Steps to drafting an estate plan
Everything you own, no matter how insignificant, is considered your estate. Taking inventory of what you have is the first step toward figuring out how to effectively protect it. To get started on your estate plan, follow these steps:
1. Take inventory
- Make a list of your home’s value and other real estate, as well as cars, jewelry, artwork, and other tangible possessions.
- Get your most recent bank, brokerage, and retirement account statements together.
- Include the location of any safety deposit boxes or safes, as well as the contents of any of them.
- Make a list of all of your insurance plans, including the cash values and death benefits.
- Make a list of all your debts, including mortgages, credit cards, and other loans.
2. Draft your estate plan
Prepare to meet with an estate planning attorney.
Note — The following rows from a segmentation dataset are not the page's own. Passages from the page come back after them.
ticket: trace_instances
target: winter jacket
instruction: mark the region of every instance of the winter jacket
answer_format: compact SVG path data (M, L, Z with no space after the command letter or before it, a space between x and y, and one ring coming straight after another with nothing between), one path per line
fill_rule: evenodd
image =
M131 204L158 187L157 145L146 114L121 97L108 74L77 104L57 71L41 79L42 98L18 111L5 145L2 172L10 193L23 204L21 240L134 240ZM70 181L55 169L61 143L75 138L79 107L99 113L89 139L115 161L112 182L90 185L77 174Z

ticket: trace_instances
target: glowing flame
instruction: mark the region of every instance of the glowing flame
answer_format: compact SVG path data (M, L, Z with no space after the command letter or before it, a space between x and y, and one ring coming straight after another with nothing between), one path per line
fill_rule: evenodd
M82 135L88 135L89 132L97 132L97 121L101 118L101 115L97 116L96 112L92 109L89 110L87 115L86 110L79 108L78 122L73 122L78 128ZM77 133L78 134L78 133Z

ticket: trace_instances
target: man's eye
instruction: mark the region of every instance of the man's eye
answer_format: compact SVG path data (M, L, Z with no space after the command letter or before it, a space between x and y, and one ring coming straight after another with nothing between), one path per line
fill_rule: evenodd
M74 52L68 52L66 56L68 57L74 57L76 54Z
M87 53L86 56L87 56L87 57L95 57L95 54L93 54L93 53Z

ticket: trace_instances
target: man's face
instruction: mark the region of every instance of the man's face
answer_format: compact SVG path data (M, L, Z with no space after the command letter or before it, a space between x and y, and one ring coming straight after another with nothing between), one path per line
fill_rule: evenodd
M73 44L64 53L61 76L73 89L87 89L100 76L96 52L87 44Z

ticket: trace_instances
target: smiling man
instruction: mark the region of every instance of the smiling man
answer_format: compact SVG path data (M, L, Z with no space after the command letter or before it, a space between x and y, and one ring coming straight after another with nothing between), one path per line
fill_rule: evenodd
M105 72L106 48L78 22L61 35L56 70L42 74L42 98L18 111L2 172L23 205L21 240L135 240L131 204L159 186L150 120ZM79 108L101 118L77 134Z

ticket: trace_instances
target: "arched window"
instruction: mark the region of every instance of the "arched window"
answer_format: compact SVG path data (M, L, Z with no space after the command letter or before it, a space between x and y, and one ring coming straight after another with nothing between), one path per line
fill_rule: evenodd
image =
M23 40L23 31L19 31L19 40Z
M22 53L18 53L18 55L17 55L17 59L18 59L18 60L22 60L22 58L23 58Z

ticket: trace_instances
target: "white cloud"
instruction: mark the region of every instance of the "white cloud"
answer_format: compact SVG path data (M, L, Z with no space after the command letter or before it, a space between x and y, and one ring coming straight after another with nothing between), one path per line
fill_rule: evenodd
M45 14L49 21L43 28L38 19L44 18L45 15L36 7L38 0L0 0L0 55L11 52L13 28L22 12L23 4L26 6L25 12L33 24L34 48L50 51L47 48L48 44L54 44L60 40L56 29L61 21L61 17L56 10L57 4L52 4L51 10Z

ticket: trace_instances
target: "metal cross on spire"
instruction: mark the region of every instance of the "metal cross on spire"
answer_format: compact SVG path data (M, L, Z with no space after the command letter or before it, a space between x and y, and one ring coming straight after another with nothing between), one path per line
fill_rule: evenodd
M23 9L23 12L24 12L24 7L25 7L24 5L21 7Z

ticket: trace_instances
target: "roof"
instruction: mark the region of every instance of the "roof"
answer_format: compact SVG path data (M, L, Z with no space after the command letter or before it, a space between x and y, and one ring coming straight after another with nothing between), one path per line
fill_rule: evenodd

Some of the issues which are worthwhile considering when planning your estate with an attorney are:
- Who should inherit your assets, and in what proportions?
- Who should care for your children if they are minors?
- How much should you budget for your children’s care and education?
- Who should manage your financial affairs if you become incapacitated?
- Who should be responsible for distributing your assets?
Implement your plans
Once you have answered the pertinent questions outlined above with the guidance of your attorney, it’s time to take action.
This implies titling assets into the proper form of ownership, making appropriate beneficiary designations, and providing for asset management, if needed.
Update regularly
As time goes by, there may be a need to make adjustments to your estate based on changing conditions.
As such, you must review and update your documents and accounts as life events or changes in laws dictate.